By turns comic, tragic and touching, this remarkable Newbery Honor work, delightfully performed by LeVar Burton in this unabridged production, will delight listeners young and old as they meet Christopher Paul Curtis, a storyteller of bold ambition and a true and original voice, and his inimitable Watsons.
©1995 Christopher Paul Curtis; (P)1996 Random House, Inc., Listening Library, An Imprint of Random House Audio Publishing Group
"Marvelous...both comic and deeply moving." (The New York Times Book Review)
"An exceptional first novel." (Publishers Weekly)
Tell us about yourself!I am a father of 3 children, and am a husband of 15 years to a wonderful wife, and friend. I'm a Deacon, and love God
I just wanted to say that this is a very good book, and very well written. I think that the author captured what was happening in the South at that time very well from a black person stand point. I was into the book and the story. Great Great book.
I had a hard week at work and I just wanted to listen to something down to earth. This wonderful book and it characters took me back to a time when life was much simpler.
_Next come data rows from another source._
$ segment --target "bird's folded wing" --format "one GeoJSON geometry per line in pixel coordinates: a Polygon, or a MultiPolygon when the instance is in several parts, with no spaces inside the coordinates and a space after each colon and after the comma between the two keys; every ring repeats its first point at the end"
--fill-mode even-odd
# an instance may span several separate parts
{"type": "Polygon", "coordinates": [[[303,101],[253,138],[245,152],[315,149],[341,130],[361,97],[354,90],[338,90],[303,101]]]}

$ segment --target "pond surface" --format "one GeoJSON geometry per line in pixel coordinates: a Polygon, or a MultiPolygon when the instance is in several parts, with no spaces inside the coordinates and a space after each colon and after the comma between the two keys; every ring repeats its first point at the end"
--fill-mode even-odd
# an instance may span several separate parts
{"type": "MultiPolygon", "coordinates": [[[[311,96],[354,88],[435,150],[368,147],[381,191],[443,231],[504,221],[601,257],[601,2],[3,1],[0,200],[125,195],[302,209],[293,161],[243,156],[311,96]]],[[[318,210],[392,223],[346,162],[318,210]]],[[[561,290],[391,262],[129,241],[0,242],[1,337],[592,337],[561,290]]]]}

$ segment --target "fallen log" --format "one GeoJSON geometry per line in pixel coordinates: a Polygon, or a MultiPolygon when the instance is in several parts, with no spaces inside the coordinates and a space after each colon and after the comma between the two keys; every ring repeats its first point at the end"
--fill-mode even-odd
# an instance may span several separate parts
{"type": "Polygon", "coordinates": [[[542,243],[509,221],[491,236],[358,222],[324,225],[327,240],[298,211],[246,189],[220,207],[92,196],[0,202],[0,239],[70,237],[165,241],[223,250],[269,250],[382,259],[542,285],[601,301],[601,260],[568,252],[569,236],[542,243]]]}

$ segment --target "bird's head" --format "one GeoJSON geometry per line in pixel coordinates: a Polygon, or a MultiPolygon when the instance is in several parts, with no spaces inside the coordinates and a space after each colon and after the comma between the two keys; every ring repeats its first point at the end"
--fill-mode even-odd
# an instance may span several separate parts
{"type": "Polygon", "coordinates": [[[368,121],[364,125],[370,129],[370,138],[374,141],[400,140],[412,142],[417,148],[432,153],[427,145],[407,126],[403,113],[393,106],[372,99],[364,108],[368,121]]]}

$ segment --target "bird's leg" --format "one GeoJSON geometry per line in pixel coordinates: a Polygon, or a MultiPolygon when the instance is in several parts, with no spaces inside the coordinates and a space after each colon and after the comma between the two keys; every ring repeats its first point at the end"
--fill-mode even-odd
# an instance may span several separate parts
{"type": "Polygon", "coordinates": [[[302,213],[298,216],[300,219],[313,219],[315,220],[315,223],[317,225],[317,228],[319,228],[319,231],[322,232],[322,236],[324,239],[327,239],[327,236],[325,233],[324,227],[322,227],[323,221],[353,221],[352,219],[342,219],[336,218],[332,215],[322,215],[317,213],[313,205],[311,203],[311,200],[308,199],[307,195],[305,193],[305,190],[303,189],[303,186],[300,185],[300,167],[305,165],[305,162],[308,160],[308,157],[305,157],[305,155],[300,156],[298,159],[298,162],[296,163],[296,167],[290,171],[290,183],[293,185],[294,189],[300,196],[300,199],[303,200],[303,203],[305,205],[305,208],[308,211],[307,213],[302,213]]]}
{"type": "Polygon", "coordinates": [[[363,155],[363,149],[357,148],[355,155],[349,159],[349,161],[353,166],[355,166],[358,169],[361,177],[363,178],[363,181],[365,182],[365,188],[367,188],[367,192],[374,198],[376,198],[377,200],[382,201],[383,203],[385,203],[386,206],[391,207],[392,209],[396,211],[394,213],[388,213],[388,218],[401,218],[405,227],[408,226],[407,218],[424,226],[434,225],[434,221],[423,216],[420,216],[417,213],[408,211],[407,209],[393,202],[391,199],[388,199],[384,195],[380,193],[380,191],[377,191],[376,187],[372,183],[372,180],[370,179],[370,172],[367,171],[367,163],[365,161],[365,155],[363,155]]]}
Even with the racial tention life in itself was so uncomplicated. It was a time when family met something.It was nice to be with the Watson and be a kid again.
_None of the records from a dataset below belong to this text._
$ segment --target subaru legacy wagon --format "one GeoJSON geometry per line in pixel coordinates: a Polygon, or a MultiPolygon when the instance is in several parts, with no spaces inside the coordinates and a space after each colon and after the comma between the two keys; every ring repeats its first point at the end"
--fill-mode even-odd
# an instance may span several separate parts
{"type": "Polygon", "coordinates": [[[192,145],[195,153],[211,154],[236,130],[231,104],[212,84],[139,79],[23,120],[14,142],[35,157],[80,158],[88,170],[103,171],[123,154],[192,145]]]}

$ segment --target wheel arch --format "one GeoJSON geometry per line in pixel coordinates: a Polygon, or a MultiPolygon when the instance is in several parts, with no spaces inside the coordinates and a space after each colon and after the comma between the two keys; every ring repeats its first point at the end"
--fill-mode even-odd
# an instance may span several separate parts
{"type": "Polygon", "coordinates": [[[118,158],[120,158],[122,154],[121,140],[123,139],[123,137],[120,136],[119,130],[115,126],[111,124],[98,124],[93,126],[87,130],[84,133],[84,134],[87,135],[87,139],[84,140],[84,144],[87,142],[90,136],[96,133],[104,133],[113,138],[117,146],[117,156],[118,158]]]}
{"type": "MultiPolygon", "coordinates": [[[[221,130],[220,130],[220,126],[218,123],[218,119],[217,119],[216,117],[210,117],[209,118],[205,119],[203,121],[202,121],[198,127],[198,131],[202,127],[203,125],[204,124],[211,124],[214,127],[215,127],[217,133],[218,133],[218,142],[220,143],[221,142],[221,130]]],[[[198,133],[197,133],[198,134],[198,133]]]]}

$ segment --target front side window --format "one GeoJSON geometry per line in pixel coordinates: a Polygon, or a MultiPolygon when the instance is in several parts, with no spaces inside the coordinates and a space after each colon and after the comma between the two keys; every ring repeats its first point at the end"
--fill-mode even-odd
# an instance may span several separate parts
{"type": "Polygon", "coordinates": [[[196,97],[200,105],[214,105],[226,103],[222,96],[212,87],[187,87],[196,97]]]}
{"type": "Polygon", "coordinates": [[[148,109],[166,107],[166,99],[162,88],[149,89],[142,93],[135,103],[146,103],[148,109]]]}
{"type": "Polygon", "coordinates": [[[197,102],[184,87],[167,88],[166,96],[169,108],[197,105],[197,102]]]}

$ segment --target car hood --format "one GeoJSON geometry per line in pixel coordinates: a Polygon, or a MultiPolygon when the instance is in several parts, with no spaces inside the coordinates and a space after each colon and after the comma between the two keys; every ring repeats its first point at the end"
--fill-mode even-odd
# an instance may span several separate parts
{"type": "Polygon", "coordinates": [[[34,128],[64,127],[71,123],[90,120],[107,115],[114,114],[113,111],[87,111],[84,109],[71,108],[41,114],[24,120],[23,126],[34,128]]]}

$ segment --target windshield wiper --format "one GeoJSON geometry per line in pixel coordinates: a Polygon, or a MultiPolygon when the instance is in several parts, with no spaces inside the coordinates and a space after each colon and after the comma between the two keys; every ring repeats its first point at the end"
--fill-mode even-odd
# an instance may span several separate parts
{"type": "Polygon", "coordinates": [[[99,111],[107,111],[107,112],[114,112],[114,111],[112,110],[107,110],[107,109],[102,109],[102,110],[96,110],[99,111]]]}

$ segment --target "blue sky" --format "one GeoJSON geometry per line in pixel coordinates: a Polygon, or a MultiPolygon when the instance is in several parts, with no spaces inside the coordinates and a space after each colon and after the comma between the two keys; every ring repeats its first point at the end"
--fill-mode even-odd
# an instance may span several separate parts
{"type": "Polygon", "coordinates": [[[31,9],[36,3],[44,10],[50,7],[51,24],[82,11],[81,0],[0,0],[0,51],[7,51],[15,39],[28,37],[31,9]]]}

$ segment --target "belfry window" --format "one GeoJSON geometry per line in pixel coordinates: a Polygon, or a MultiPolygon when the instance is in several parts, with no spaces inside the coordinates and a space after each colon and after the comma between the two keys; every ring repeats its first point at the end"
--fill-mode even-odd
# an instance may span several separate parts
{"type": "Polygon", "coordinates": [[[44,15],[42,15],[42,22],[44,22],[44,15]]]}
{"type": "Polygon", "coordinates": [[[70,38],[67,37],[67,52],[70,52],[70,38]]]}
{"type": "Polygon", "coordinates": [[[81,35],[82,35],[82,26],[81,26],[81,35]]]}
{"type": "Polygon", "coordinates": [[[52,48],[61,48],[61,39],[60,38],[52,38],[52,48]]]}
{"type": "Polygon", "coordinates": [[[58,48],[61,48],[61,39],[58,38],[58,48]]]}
I love this book and have listened to it several times. Set during the times of the Civil Rights movement it is a story of the hilarious happenings of the "weird Watsons" and their trip to Burmingham from Michigan. Quite the culture shock for them but this is one of the best family stories our family has heard in long time!
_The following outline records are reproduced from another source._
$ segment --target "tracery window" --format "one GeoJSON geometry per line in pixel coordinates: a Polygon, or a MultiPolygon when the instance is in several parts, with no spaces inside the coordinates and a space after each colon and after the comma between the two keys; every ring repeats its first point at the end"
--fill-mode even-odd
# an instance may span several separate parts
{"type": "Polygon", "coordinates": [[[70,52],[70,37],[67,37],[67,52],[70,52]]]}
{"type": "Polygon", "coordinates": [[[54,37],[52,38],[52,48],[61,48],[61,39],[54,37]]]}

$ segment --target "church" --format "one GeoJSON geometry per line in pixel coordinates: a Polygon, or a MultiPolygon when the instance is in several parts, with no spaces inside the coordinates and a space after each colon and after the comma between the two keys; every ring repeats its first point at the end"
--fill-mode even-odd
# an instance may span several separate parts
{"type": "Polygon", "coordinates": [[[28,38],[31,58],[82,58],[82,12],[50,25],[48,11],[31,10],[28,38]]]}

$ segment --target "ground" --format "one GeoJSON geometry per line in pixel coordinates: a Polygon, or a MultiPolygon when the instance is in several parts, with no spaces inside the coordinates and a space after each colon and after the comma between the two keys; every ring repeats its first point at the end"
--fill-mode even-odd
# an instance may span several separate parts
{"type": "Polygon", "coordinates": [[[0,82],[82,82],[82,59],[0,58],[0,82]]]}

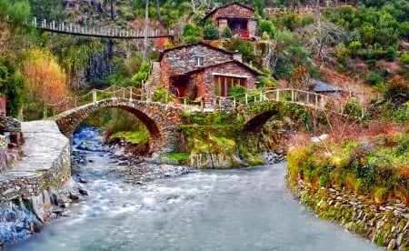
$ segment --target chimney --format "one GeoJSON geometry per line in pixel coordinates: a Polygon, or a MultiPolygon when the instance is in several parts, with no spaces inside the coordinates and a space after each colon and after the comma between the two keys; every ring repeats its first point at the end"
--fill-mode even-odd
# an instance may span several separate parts
{"type": "Polygon", "coordinates": [[[238,51],[235,51],[235,52],[233,54],[233,59],[234,59],[234,60],[237,60],[237,61],[240,62],[240,63],[243,63],[243,55],[242,55],[242,54],[239,53],[238,51]]]}

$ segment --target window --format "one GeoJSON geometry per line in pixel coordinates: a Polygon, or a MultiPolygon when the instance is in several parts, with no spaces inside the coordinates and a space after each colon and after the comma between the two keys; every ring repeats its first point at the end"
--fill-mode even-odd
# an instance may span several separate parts
{"type": "Polygon", "coordinates": [[[228,96],[230,87],[233,85],[242,85],[246,87],[246,78],[236,76],[214,75],[214,95],[228,96]]]}
{"type": "Polygon", "coordinates": [[[203,56],[195,56],[195,66],[204,66],[204,57],[203,56]]]}

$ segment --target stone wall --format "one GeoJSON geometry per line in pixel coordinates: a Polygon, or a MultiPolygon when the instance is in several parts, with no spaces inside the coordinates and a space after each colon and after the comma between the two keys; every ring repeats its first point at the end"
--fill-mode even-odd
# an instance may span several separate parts
{"type": "Polygon", "coordinates": [[[22,132],[22,159],[0,176],[0,249],[61,216],[73,193],[70,143],[55,122],[24,122],[22,132]]]}
{"type": "MultiPolygon", "coordinates": [[[[235,75],[245,77],[246,88],[255,88],[256,75],[238,62],[231,61],[218,65],[211,66],[200,72],[196,76],[196,85],[199,86],[198,95],[204,100],[214,100],[214,75],[235,75]]],[[[195,75],[192,75],[195,77],[195,75]]]]}
{"type": "Polygon", "coordinates": [[[60,131],[71,137],[77,126],[90,115],[102,108],[115,107],[135,115],[149,130],[150,152],[165,155],[178,146],[178,128],[182,124],[182,108],[159,102],[144,102],[125,98],[109,98],[59,115],[56,123],[60,131]]]}
{"type": "Polygon", "coordinates": [[[320,217],[336,222],[388,250],[409,249],[409,208],[397,199],[386,204],[368,203],[335,187],[313,188],[301,179],[289,180],[295,197],[320,217]]]}
{"type": "Polygon", "coordinates": [[[204,43],[175,47],[164,53],[161,60],[160,81],[165,87],[169,87],[172,75],[227,62],[232,60],[232,57],[233,54],[204,43]],[[204,57],[204,66],[195,65],[195,55],[204,57]]]}
{"type": "Polygon", "coordinates": [[[38,196],[59,188],[71,176],[70,144],[53,121],[25,122],[23,158],[0,176],[0,203],[38,196]],[[43,132],[31,131],[42,124],[43,132]]]}
{"type": "Polygon", "coordinates": [[[257,22],[254,18],[254,11],[243,5],[235,3],[225,5],[209,13],[205,19],[207,18],[211,18],[218,26],[220,35],[223,35],[228,20],[246,20],[250,36],[254,36],[256,33],[257,22]]]}

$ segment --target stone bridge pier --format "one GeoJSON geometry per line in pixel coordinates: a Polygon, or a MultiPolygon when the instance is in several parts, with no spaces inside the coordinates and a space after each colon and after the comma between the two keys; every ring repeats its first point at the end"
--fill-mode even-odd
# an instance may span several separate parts
{"type": "Polygon", "coordinates": [[[64,112],[55,117],[60,131],[72,137],[74,131],[90,115],[103,108],[127,111],[144,123],[150,133],[150,153],[165,156],[177,152],[182,124],[181,107],[157,102],[144,102],[126,98],[109,98],[64,112]]]}

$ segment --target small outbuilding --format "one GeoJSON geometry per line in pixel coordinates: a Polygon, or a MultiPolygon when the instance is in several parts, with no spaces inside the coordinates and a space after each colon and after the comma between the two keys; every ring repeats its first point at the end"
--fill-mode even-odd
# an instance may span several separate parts
{"type": "Polygon", "coordinates": [[[233,35],[254,37],[257,28],[254,10],[240,3],[231,3],[209,11],[204,17],[204,22],[211,19],[223,35],[226,26],[233,35]]]}

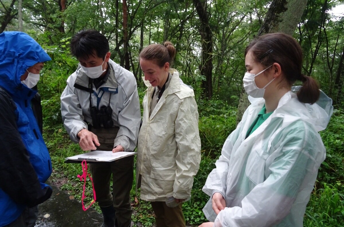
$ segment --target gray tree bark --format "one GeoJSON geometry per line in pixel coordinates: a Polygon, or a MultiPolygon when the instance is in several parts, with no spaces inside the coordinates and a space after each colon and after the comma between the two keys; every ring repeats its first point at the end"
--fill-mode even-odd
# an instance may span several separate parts
{"type": "Polygon", "coordinates": [[[22,10],[22,0],[18,0],[18,21],[19,21],[18,30],[20,32],[23,31],[22,10]]]}
{"type": "MultiPolygon", "coordinates": [[[[257,36],[277,32],[292,35],[296,29],[307,2],[307,0],[273,0],[257,36]]],[[[243,86],[237,113],[237,124],[250,105],[247,96],[243,86]]]]}

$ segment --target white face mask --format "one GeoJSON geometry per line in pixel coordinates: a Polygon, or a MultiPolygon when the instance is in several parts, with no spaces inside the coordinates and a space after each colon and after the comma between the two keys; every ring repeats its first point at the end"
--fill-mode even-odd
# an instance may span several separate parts
{"type": "Polygon", "coordinates": [[[26,85],[29,88],[32,88],[37,84],[38,81],[40,80],[40,74],[30,73],[27,70],[29,73],[28,77],[24,80],[22,80],[21,82],[23,84],[26,85]]]}
{"type": "Polygon", "coordinates": [[[103,64],[105,61],[105,60],[104,59],[101,64],[98,66],[88,68],[83,66],[81,65],[80,66],[88,77],[92,79],[95,79],[100,76],[103,72],[106,71],[105,69],[103,70],[103,64]]]}
{"type": "Polygon", "coordinates": [[[245,89],[245,91],[246,91],[247,94],[254,98],[262,98],[264,96],[265,88],[270,84],[270,83],[273,81],[276,78],[272,79],[271,81],[268,83],[267,84],[264,86],[263,88],[259,88],[257,86],[256,82],[255,82],[255,78],[272,66],[272,65],[271,65],[257,74],[252,74],[247,72],[245,73],[245,75],[244,76],[244,79],[243,79],[243,82],[244,82],[244,88],[245,89]]]}

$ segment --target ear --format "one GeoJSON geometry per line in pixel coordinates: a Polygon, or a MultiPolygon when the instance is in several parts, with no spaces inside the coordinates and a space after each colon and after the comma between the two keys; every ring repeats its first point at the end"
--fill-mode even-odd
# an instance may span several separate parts
{"type": "Polygon", "coordinates": [[[274,63],[271,67],[273,71],[273,75],[272,76],[274,78],[279,76],[282,74],[282,70],[281,69],[281,65],[278,63],[274,63]]]}
{"type": "Polygon", "coordinates": [[[164,65],[164,70],[166,72],[168,72],[169,70],[170,69],[170,63],[168,62],[166,62],[164,65]]]}
{"type": "Polygon", "coordinates": [[[105,55],[105,62],[107,62],[109,61],[109,59],[110,59],[110,56],[111,56],[111,53],[110,52],[108,52],[106,53],[106,55],[105,55]]]}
I was required to "read" this book for a college level children's literature class. Usually when I'm assigned required reading I expect to be bored to tears because the books professors tend to pick are not often the types of books I prefer. However, this book wasn't bad. Along with "Alas Babylon" (required for another class) this was one of the better books I've been assigned. I was glad to see LaVar Burton as the narrator. I love his voice. It brought back so many memories of watching Reading Rainbow as a kid. His voice always sounds so relaxing and gentle. I feel like I'm curled up in front of a cozy fire no matter where I am when I hear him read. LaVar also has excellent diction and he utilizes pauses very well. He might not do voices like other narrators, but for this book it was just fine with me.
The story was also good. I wasn't able to relate to it completely or clearly judge it's realness because I'm not old enough to have experienced these events & others like it, I live in the North, and I'm white. That being said, I feel like it did give me a decent glimpse into what this family felt and experienced in both Flint, Michigan & Birmingham, Alabama at that time in history. It was interesting to see how children might have dealt with experiencing major civil rights events, how they worked out those emotions & logic in their own mind, and how they related it to what was happening in their own lives at the time.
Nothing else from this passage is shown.